In covalent bonding, as in metallic bonding, the lowering in energy relative to the free-atom state is achieved by the reduction in the kinetic energy of valence electrons due to their delocalization.

I understand that according to Heisenberg's uncertainty principle the delocalization of valence electrons lowers their momentum uncertainty (standard deviation), but I don't see why it should lower the momentum itself and so the kinetic energy..!

The (non-relativistic) kinetic energy expectation value of a particle moving in $$\mathbb{R}^d$$ is proportional to $$\lvert \nabla \psi \rvert^2$$, so if you delocalize it, you make the gradients — and hence, the kinetic energy — smaller. So if you rescale a wave function $$\psi_{\lambda}(x) = \lambda^{d/2} \, \psi(\lambda x)$$ by $$\lambda$$, then you see that the kinetic energy scales with $$\lambda^2$$, i. e. if $$\lambda$$ is small, then the kinetic energy expectation value with respect to $$\psi_{\lambda}$$ is $$\lambda^2$$ times the expectation value with respect to $$\psi$$.

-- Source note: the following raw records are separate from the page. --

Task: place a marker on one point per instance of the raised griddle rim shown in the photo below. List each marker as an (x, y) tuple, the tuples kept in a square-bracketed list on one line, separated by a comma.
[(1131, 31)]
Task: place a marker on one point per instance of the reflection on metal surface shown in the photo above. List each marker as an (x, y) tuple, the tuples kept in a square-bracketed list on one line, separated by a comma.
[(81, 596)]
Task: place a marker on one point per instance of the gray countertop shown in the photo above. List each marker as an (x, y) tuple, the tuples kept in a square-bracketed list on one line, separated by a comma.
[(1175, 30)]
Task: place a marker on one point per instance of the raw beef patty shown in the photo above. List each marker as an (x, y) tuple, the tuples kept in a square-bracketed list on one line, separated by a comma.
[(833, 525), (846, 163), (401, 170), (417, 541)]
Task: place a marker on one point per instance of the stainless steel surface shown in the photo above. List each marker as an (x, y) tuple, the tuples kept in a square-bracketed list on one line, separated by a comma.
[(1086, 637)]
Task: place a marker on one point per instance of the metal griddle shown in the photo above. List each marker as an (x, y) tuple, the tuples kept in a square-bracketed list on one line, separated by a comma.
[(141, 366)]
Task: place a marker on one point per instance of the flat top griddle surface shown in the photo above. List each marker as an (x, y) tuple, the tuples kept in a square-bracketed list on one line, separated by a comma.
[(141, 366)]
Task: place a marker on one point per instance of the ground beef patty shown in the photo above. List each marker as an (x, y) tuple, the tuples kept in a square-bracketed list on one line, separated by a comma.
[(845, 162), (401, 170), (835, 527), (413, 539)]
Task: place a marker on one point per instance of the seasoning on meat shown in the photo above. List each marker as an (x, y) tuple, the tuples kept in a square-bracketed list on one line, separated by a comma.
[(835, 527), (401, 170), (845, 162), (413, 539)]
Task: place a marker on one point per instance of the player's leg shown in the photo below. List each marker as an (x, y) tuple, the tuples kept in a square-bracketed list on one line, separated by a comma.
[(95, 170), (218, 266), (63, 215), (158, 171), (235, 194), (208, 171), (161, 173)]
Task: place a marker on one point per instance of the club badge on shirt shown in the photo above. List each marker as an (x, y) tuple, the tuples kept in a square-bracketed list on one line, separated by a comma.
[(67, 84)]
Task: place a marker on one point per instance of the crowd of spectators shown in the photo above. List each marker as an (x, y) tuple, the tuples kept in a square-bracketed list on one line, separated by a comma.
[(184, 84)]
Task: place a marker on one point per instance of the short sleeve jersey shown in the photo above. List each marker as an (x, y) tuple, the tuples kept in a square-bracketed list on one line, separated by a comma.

Of course, usually there is a price you pay by delocalising because decreasing the kinetic energy means you eventually increase the potential energy expectation value. Try minimizing the total energy expectation value for $$H = \frac{1}{2m} (- \mathrm{i} \partial_r)^2 - \frac{e}{r}$$ by scaling $$\psi(r)$$. You will see that there is an optimal point between $$\lambda = 0$$ (completely delocalized) and $$\lambda = \infty$$ (localized in a single point).